Jean Perguet, Journal du samedi 12 janvier 2019
Laissez-moi de Marcelle Sauvageot, Libretto, 2012.
J’adore fouiner dans les bibliothèques des autres. Certes une façon indiscrète de pénétrer l’intimité des gens, mais dans le cas d’un court séjour, souvent un week-end, après avoir sélectionné un petit ouvrage, ceux que l’on peut achever d’une traite, une manière de partager affectueusement, amicalement, bien plus qu’un souvenir de lecture pour l’un et une découverte pour l’autre.
J’ai donc lu Laissez-moi d’une traite, avec la certitude d’avoir déniché, après le survol de la préface, un objet rare : le livre unique d’une agrégée de lettres (qui passa une bonne partie de sa vie en sanatorium et y écrivit ce petit livre dans sa dernière année), mais aussi, puisque je suis dans mon cycle des correspondances, la perception de trouver ici non pas une lettre reçue ou sa réponse, mais quelque chose de bien plus sublime puisqu’il s’agit des « commentaires » d’une destinatrice qui réagit sur un mot, une phrase, un non-dit, une faiblesse, une hypocrisie.
Les commentaires (c’était le titre d’origine) de quelques lettres évasives reçues de l’amant qui ne vient plus la voir, puis de l’ultime, la lettre de rupture.
Est-ce parce que cette femme y dissèque le masculin, souvent son égoïsme et son conformisme, sans aucune rancœur, avec des mots justes, sans compromis, que je me suis emparé de ce dérangeant et impliquant récit ? Je ne sais.
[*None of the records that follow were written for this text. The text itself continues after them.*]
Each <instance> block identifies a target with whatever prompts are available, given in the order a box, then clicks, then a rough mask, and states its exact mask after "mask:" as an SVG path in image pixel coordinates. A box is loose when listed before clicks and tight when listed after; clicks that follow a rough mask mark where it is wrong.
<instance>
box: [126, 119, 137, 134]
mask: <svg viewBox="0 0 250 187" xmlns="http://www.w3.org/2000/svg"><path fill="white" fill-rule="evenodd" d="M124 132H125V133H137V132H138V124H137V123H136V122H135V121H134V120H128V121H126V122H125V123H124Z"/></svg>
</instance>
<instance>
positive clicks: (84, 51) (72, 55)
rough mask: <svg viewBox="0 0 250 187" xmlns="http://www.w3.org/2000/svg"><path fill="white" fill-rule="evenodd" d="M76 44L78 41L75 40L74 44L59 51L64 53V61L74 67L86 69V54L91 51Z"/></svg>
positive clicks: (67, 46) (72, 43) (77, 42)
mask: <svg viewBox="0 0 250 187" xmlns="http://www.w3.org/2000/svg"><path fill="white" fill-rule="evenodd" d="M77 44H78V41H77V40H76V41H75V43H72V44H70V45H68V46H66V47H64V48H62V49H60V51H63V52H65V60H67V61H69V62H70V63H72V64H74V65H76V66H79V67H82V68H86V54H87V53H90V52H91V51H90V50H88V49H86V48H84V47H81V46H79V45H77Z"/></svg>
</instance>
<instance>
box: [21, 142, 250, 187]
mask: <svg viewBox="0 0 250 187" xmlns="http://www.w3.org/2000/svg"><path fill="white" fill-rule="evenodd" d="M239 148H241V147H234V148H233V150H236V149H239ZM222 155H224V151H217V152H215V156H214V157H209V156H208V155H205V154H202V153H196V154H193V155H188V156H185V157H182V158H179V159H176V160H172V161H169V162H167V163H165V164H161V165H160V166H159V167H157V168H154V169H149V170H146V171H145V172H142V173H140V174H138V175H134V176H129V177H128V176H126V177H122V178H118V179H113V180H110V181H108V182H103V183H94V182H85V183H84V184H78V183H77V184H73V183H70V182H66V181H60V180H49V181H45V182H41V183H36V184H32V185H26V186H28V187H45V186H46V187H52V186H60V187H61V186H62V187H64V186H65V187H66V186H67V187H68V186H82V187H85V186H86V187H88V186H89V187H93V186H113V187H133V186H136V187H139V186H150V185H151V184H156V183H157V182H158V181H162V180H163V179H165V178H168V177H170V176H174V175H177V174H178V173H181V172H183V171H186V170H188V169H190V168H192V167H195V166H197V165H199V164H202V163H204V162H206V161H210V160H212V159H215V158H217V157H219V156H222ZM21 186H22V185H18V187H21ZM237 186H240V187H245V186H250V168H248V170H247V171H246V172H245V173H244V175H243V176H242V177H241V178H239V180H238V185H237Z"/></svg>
L’autopsie d’une relation amoureuse, de ses faux-semblants et des complaisances que nous avons parfois vécus.
Oui, il a fait mouche, sur moi, lecteur mâle qui découvre ici un livre au féminin, qui juge, sans rancune mais sans concession, l’amour masculin, les amitiés masculines, nos élans, nos illusions, nos égoïsmes. L’autre côté de la lettre, celui qui peut blesser par de très cruelles maladresses.
Un livre qui avait déjà ému Claudel ou Valéry, qui l’avaient fait connaître.